The plan, as outlined by Cartwright and Stanley is very short on details and seems to be very much like any corporate training session about tolerance for diversity in the workplace, that most of us have had to sit through. Commanders will be provided with "tool kits" consisting of Power Point presentations and "vignettes". The training is expected to begin next week and continue for ninety days. In response to specific questions about potential personnel problems, the two gave no specifics on how discrimination complaints might be handled, Stanley said there are "Already behavior and conduct standards out there... the standards are still valid."
There will be no protected class status and nothing specifically protecting gays and lesbians in the DoD's personnel policy. The two kept saying throughout that they would follow all legal guidelines. When pressed about the fact that there are no legal federal protections for gays, lesbians and bisexuals, the standard response was that all military personnel will be treated with equal respect.
A few specifics that came out at the press conference are that there will be no change in benefits or housing policies. Due to DOMA, there will be no recognition of legally married gay and lesbian couples or those in domestic partnerships or civil unions, for the purposes of housing, transfers, insurance or other benefits typically afforded to straight married personnel.
A reporter pointed out that there had not been any dismissals under DADT in the last ninety days and asked if this meant that a moratorium is in effect. Stanley clarified that there will be no moratorium on dismissals pending final implementation of repeal.
When pressed by reporters, he admitted that DADT dismissals currently under review could still result in separation from the armed forces. Stanley said that the process is more specific now on a case by case basis. He added that he was not saying there won't be more discharges, but said "there's just an extra level of review. It takes more time." He said that discharges are still possible, but gave no details on what the circumstances might be.

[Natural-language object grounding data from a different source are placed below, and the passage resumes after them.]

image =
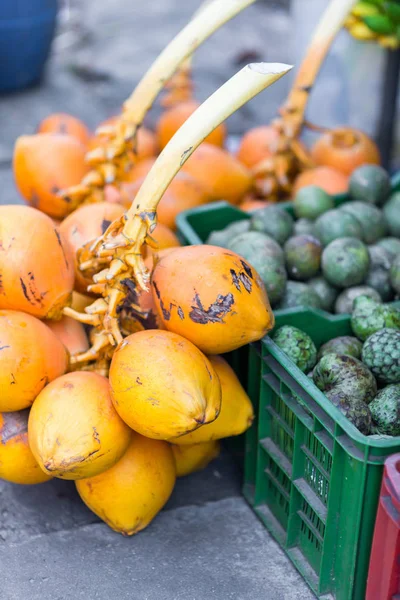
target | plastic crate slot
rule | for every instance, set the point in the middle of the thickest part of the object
(272, 381)
(303, 396)
(310, 497)
(278, 491)
(272, 449)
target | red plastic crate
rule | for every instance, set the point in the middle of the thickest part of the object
(384, 567)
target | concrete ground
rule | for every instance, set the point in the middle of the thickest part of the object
(207, 543)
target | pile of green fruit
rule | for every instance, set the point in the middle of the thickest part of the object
(361, 374)
(327, 256)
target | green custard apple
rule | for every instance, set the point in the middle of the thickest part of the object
(303, 257)
(385, 410)
(381, 354)
(345, 262)
(298, 346)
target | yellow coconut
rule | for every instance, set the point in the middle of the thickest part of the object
(74, 430)
(130, 494)
(162, 385)
(30, 356)
(236, 409)
(195, 457)
(17, 463)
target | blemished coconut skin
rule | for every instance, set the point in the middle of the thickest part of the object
(31, 355)
(84, 225)
(74, 430)
(17, 463)
(162, 385)
(212, 297)
(236, 414)
(130, 494)
(46, 163)
(36, 264)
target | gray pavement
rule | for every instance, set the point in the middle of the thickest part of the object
(207, 543)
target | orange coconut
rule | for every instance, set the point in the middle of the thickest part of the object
(345, 149)
(74, 430)
(194, 457)
(31, 355)
(36, 263)
(236, 413)
(221, 174)
(211, 296)
(71, 333)
(330, 180)
(44, 164)
(65, 124)
(17, 463)
(85, 225)
(173, 391)
(130, 494)
(172, 119)
(183, 193)
(257, 145)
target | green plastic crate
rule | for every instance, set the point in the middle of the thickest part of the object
(195, 225)
(311, 477)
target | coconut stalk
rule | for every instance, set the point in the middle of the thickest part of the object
(120, 248)
(290, 156)
(110, 163)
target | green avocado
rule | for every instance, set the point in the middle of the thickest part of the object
(392, 245)
(302, 256)
(326, 292)
(304, 227)
(298, 346)
(381, 354)
(391, 211)
(345, 344)
(345, 262)
(311, 201)
(370, 183)
(336, 224)
(223, 236)
(349, 385)
(369, 316)
(299, 294)
(395, 275)
(344, 303)
(378, 277)
(266, 256)
(385, 410)
(274, 221)
(371, 219)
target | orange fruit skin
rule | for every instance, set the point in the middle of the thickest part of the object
(146, 141)
(329, 151)
(257, 144)
(329, 179)
(65, 124)
(36, 263)
(71, 333)
(84, 225)
(73, 428)
(172, 119)
(211, 296)
(130, 494)
(183, 193)
(173, 391)
(221, 174)
(44, 164)
(31, 356)
(17, 463)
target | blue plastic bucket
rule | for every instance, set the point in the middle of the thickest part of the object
(26, 33)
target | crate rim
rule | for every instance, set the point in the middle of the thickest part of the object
(309, 386)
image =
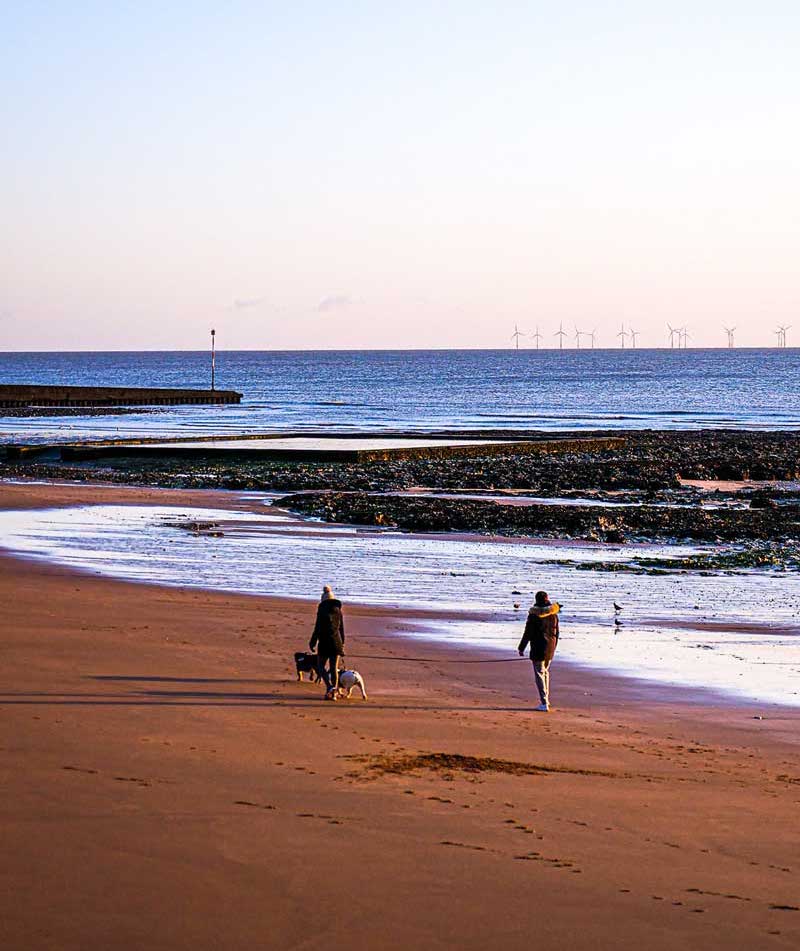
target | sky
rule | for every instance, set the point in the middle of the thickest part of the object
(381, 175)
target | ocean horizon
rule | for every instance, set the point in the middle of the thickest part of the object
(426, 390)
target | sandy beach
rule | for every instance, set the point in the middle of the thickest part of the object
(168, 784)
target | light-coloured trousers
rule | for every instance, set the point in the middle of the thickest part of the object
(541, 674)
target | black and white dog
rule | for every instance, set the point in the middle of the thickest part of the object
(306, 664)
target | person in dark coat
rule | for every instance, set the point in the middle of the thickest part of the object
(328, 640)
(541, 632)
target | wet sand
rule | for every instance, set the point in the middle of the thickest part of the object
(168, 784)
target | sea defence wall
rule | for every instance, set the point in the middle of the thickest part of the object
(12, 395)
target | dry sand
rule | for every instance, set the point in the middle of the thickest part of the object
(168, 784)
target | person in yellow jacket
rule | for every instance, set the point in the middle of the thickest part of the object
(541, 632)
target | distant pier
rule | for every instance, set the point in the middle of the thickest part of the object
(15, 396)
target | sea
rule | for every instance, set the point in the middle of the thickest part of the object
(735, 635)
(425, 391)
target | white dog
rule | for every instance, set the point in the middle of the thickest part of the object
(348, 681)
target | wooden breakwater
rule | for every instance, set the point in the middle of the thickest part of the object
(20, 396)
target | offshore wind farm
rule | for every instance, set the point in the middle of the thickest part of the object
(675, 338)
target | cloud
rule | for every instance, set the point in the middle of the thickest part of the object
(335, 302)
(245, 303)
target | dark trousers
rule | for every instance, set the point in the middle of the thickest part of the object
(328, 668)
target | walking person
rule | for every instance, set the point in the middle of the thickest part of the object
(328, 639)
(541, 632)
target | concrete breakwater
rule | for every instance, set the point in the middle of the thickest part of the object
(12, 395)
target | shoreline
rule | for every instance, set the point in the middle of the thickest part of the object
(170, 785)
(411, 624)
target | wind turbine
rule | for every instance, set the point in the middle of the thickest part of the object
(672, 332)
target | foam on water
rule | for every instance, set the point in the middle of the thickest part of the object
(732, 633)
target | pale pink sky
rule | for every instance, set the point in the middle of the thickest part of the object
(399, 177)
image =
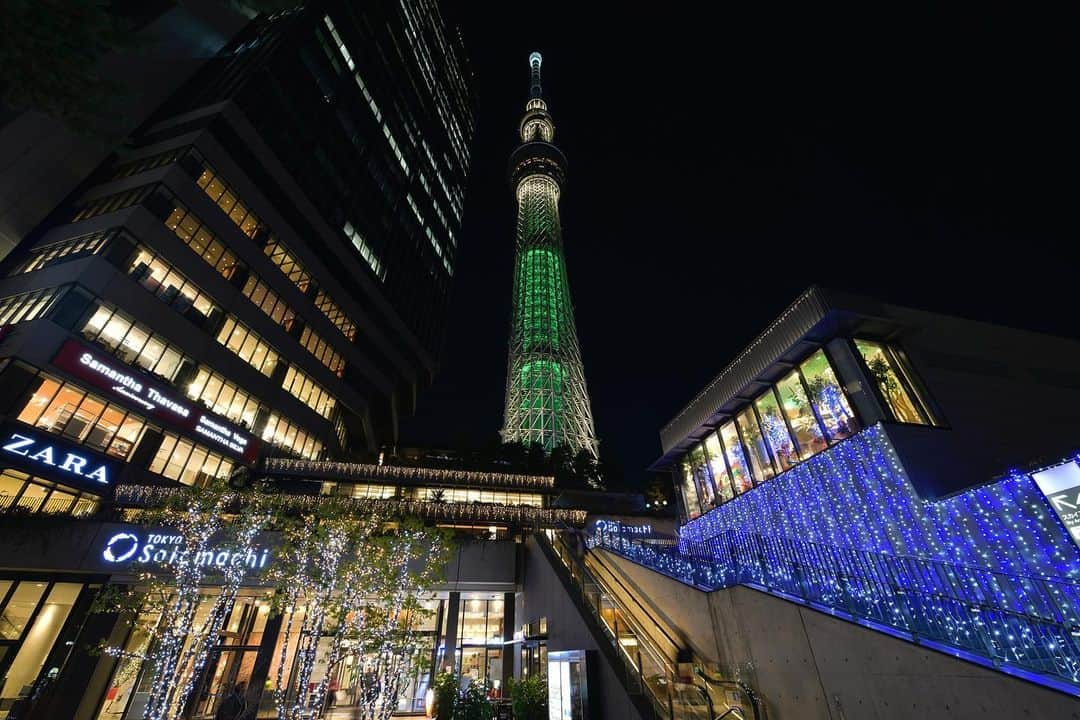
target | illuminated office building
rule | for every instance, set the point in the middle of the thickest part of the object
(259, 270)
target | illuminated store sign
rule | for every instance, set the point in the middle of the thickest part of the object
(131, 384)
(46, 452)
(1061, 486)
(136, 546)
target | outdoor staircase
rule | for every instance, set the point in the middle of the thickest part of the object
(1025, 626)
(645, 661)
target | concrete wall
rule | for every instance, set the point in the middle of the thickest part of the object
(544, 596)
(811, 666)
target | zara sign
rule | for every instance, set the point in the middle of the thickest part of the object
(66, 462)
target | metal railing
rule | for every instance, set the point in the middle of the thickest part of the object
(642, 667)
(1027, 626)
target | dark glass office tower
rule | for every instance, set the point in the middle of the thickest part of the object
(261, 269)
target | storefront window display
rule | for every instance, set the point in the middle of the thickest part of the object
(828, 398)
(32, 613)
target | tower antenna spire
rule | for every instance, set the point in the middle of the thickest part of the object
(535, 60)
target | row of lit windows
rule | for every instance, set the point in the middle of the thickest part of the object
(801, 415)
(322, 351)
(27, 493)
(375, 491)
(165, 282)
(205, 244)
(247, 345)
(112, 203)
(150, 162)
(308, 392)
(336, 315)
(226, 199)
(67, 249)
(65, 409)
(220, 192)
(281, 432)
(268, 301)
(223, 397)
(25, 307)
(132, 342)
(188, 462)
(804, 413)
(288, 265)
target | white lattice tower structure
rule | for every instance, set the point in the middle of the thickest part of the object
(547, 398)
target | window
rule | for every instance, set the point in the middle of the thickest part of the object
(775, 430)
(160, 277)
(71, 248)
(223, 397)
(828, 398)
(808, 435)
(719, 469)
(281, 432)
(322, 351)
(754, 442)
(193, 232)
(308, 392)
(893, 382)
(227, 200)
(112, 203)
(247, 345)
(741, 477)
(150, 162)
(65, 409)
(365, 250)
(133, 343)
(689, 492)
(27, 493)
(701, 477)
(189, 463)
(284, 260)
(25, 307)
(268, 301)
(336, 315)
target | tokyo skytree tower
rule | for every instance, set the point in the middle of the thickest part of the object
(547, 399)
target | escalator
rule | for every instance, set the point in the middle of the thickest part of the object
(661, 677)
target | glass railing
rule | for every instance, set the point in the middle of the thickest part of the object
(686, 691)
(1027, 626)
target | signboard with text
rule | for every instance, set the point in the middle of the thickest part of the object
(56, 459)
(106, 372)
(1061, 486)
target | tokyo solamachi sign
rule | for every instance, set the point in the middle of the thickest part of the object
(142, 547)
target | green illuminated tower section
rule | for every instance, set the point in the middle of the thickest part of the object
(547, 399)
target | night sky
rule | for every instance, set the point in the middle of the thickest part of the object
(720, 164)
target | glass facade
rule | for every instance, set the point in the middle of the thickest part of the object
(894, 382)
(284, 434)
(247, 345)
(204, 243)
(132, 342)
(224, 397)
(160, 277)
(32, 613)
(801, 415)
(66, 409)
(71, 248)
(188, 462)
(25, 307)
(309, 392)
(23, 492)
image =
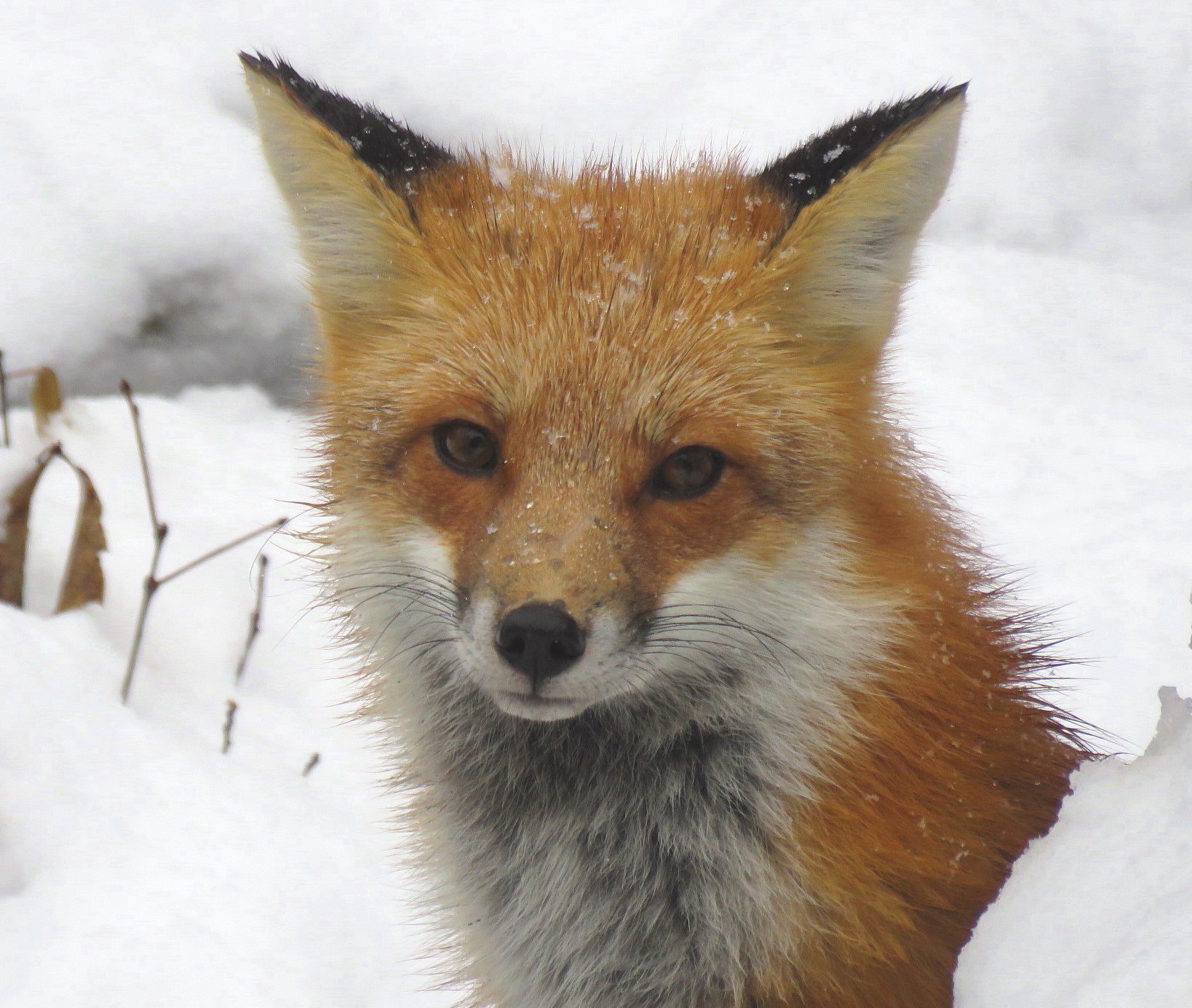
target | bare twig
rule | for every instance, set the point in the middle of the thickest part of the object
(229, 721)
(212, 553)
(4, 403)
(160, 531)
(254, 624)
(135, 410)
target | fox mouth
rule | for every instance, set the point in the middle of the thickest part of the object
(534, 707)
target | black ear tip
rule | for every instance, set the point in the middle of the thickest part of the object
(255, 61)
(274, 68)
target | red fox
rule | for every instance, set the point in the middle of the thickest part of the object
(702, 696)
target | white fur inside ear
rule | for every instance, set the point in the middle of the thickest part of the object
(349, 226)
(846, 259)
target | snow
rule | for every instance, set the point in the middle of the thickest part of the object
(1044, 357)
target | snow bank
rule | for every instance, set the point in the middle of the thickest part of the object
(1096, 914)
(138, 863)
(1044, 352)
(142, 236)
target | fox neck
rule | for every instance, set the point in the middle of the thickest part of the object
(600, 860)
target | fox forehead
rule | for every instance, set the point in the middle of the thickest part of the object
(629, 301)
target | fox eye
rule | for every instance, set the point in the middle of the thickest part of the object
(686, 473)
(466, 447)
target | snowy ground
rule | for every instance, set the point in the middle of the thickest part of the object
(1046, 355)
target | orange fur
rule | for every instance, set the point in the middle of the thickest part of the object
(597, 321)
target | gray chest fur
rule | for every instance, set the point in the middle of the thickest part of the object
(596, 868)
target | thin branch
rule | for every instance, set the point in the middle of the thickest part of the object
(4, 403)
(229, 721)
(254, 624)
(160, 531)
(127, 392)
(211, 555)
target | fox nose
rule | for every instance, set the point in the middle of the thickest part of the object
(539, 641)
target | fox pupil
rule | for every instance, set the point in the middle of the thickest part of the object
(466, 447)
(688, 472)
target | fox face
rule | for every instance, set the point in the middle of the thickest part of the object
(702, 696)
(582, 407)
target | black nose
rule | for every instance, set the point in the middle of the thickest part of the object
(539, 641)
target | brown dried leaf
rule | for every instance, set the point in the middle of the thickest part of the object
(84, 578)
(16, 535)
(46, 398)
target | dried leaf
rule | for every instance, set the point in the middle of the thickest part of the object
(46, 398)
(84, 578)
(16, 535)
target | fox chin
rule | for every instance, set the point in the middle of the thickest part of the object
(700, 692)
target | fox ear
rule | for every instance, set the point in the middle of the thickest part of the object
(349, 174)
(859, 197)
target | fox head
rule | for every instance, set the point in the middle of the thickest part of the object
(601, 437)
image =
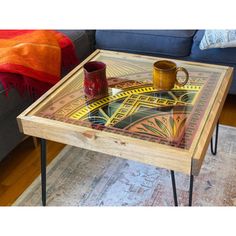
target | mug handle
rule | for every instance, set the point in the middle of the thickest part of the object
(186, 79)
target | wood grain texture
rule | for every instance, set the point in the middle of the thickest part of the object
(210, 123)
(127, 147)
(22, 165)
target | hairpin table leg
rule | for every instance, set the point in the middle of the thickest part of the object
(190, 191)
(175, 192)
(214, 149)
(43, 170)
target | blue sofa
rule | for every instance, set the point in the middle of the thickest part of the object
(180, 44)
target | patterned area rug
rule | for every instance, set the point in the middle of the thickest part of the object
(78, 177)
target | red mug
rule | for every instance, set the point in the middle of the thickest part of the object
(95, 81)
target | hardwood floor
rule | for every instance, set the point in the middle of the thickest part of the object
(19, 169)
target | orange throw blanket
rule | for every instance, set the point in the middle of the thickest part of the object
(31, 60)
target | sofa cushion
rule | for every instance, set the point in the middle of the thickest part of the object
(81, 40)
(218, 39)
(9, 103)
(176, 43)
(224, 56)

The proposed time line calls for training to begin in February and to continue for about 90 days. At that time, the certification process can begin, when Gates and Mullen are expected to sign off on repeal once they are satisfied that there will be no adverse effects to military preparedness or morale. After that, the president will sign off, then there will be a 60 day waiting period until full repeal. In the best case scenario, we could see full repeal by the end of the summer, however Cartwright and Stanley would not commit to specifics.